Shaw, D., Tham, Y. S. S., Hogle, J., & Koch, J. (2015). Desire: A key factor for successful online GED adult learners. Journal of Research and Practice for Adult Literacy, Secondary, and Basic Education, 4(1), 21–35. Full text available from

From the ERIC abstract: “The purpose of this study was to analyze the experiences of 12 adult online General Educational Development (GED) students to determine the role of program and personal factors that influenced their successful passing of the GED or their dropping-out of the program. Through surveys and interviews, we discovered that desire was the key factor for success. Teacher support also played a very important role. Our findings support the interest in adult online GED programs and provide insight to factors of persistence.”

Additional Organizations to Consult

Adult Education Research and Technical Assistance Center –

From the website: “Adult learners include individuals with low levels of education who need to improve their literacy skills or obtain a secondary credential, immigrants who want to learn English, and adults seeking to improve their employment skills. The Adult Education Research and Technical Assistance Center (AERTAC) at AIR conducts research and provides technical assistance to states and local programs to improve the adult education system by promoting quality instruction and support services through better professional development, evaluation, strengthening accountability, and increasing the use of promising practices such as technology in instruction.”

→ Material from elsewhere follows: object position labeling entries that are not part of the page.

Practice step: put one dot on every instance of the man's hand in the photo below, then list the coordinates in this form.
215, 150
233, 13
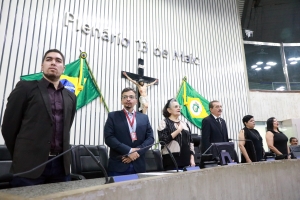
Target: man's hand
133, 156
126, 160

Keywords and Search Strings

The following keywords and search strings were used to search the reference databases and other sources:

  • “adult basic education” blended

  • “adult basic education” COVID-19

  • “adult basic education” online

  • “adult education programs” online

  • “online courses” “adult education”

  • “online courses” “adult literacy”

  • “online courses” “adult students” GED

  • “online courses” “adult high school diploma programs”

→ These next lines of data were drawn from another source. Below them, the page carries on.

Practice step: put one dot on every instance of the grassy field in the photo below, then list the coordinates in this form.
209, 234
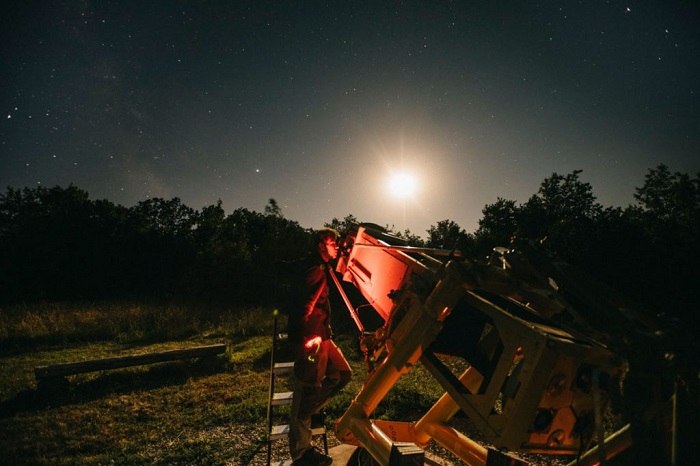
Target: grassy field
190, 412
186, 412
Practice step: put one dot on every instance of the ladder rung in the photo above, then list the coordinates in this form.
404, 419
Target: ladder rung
279, 431
282, 430
281, 368
281, 398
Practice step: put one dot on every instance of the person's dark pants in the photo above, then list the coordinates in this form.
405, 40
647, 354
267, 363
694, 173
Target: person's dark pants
319, 375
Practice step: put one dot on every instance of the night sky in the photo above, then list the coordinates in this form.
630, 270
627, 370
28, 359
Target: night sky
316, 104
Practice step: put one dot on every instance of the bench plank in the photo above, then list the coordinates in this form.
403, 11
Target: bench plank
79, 367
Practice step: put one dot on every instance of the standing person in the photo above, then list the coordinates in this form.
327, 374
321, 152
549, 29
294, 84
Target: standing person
320, 369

Databases and Search Engines

We searched ERIC for relevant resources. ERIC is a free online library of more than 1.6 million citations of education research sponsored by the Institute of Education Sciences (IES). Additionally, we searched IES and Google Scholar.

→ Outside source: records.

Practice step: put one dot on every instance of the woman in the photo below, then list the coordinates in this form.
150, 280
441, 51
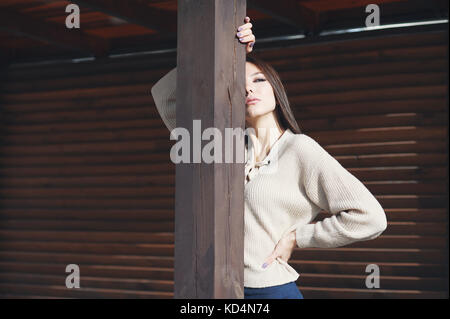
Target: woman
289, 179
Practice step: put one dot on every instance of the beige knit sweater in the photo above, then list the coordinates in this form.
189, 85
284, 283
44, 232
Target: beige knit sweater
285, 192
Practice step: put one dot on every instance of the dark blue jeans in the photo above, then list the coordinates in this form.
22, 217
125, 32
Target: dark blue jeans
286, 291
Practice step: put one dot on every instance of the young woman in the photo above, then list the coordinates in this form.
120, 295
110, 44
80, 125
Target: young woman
289, 179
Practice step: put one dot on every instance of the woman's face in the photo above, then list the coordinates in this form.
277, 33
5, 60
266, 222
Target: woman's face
258, 88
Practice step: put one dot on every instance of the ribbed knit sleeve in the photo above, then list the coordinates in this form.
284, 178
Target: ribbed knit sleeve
356, 213
164, 94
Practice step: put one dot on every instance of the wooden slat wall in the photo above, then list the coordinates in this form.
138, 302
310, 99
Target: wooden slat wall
86, 176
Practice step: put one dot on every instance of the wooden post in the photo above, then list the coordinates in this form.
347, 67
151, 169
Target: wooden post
209, 209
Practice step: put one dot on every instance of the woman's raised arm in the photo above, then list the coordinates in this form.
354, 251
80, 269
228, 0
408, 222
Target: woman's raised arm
165, 90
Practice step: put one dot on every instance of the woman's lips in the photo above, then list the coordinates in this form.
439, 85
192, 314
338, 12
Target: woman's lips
252, 101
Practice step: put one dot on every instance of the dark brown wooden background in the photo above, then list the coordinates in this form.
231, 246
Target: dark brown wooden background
86, 177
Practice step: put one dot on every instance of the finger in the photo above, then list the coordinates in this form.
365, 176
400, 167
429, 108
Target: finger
245, 26
268, 262
247, 38
244, 33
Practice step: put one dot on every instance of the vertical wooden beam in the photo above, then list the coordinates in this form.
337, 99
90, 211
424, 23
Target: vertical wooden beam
209, 208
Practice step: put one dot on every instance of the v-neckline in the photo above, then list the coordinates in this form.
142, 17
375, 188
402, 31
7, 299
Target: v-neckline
273, 148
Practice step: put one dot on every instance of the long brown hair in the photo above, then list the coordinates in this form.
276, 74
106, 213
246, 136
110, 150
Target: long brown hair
284, 110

Reference Search and Selection Criteria

When we were searching and reviewing resources, we considered the following criteria:

  • Date of the publication: References and resources published over the last 15 years, from 2006 to present, were included in the search and review.

  • Search priorities of reference sources: Search priority is given to study reports, briefs, and other documents that are published or reviewed by IES and other federal or federally funded organizations.

  • Methodology: We used the following methodological priorities/considerations in the review and selection of the references: (a) study types—randomized control trials, quasi-experiments, surveys, descriptive data analyses, literature reviews, policy briefs, and so forth, generally in this order, (b) target population, samples (e.g., representativeness of the target population, sample size, volunteered or randomly selected), study duration, and so forth, and (c) limitations, generalizability of the findings and conclusions, and so forth.
This memorandum is one in a series of quick-turnaround responses to specific questions posed by educational stakeholders in the Midwest Region (Illinois, Indiana, Iowa, Michigan, Minnesota, Ohio, Wisconsin), which is served by the Regional Educational Laboratory (REL Midwest) at American Institutes for Research. This memorandum was prepared by REL Midwest under a contract with the U.S. Department of Education’s Institute of Education Sciences (IES), Contract ED-IES-17-C-0007, administered by American Institutes for Research. Its content does not necessarily reflect the views or policies of IES or the U.S. Department of Education nor does mention of trade names, commercial products, or organizations imply endorsement by the U.S. Government.